Creating artificial general intelligence, or AGI, is the stated goal of all the major AI research labs.
© Photo by Michael M. Santiago/Getty Images
At first glance, OpenAI appears to have at least made a significant step towards this goal.
While scepticism remains, many AI researchers and developers feel something just changed.
For many, the prospect of AGI now seems more real, urgent and closer than anticipated.
An example task from the ARC-AGI benchmark test.
An AI system like ChatGPT (GPT-4) is not very sample efficient.
The result is pretty good at common tasks.
It is bad at uncommon tasks, because it has less data (fewer samples) about those tasks.
It is widely considered a necessary, even fundamental, element of intelligence.
Each question gives three examples to learn from.
The AI system then needs to figure out the rules that generalise from the three examples to the fourth.
These are a lot like the IQ tests sometimes you might remember from school.
From just a few examples, it finds rules that can be generalised.
What do we mean by the weakest rules?
The technical definition is complicated, but weaker rules are usually ones that can bedescribed in simpler statements.
Searching chains of thought?
However, to succeed at the ARC-AGI tasks it must be finding them.
It would then choose the best according to some loosely defined rule, or heuristic.

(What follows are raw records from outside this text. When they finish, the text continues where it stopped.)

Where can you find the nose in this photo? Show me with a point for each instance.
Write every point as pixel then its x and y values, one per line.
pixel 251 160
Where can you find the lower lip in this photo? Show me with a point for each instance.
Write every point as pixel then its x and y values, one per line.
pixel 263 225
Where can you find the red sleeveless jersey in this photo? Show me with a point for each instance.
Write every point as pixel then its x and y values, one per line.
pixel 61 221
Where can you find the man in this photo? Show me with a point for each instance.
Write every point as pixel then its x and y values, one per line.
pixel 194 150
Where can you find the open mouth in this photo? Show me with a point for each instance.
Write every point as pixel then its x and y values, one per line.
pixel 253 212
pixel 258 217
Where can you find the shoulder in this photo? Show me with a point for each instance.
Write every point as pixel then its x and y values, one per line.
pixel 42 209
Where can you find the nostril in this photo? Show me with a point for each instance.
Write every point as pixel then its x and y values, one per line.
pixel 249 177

you’re free to think of these chains of thought like programs that fit the examples.
There could be thousands of different seemingly equally valid programs generated.
That heuristic could be choose the weakest or choose the simplest.
However, if it is like AlphaGo then they simply had an AI create a heuristic.
This was the process for AlphaGo.
Google trained a model to rate different sequences of moves as better or worse than others.
What we still dont know
The question then is, is this really closer to AGI?
If that is how o3 works, then the underlying model might not be much better than previous models.
The concepts the model learns from language might not be any more suitable for generalisation than before.
The proof, as always, will be in the pudding.
Almost everything about o3 remains unknown.
We will require new benchmarks for AGI itself and serious consideration of how it ought to be governed.
If not, then this will still be an impressive result.
However, everyday life will remain much the same.
News from the future, delivered to your present.
Two banks say Amazon has paused negotiations on some international data centers.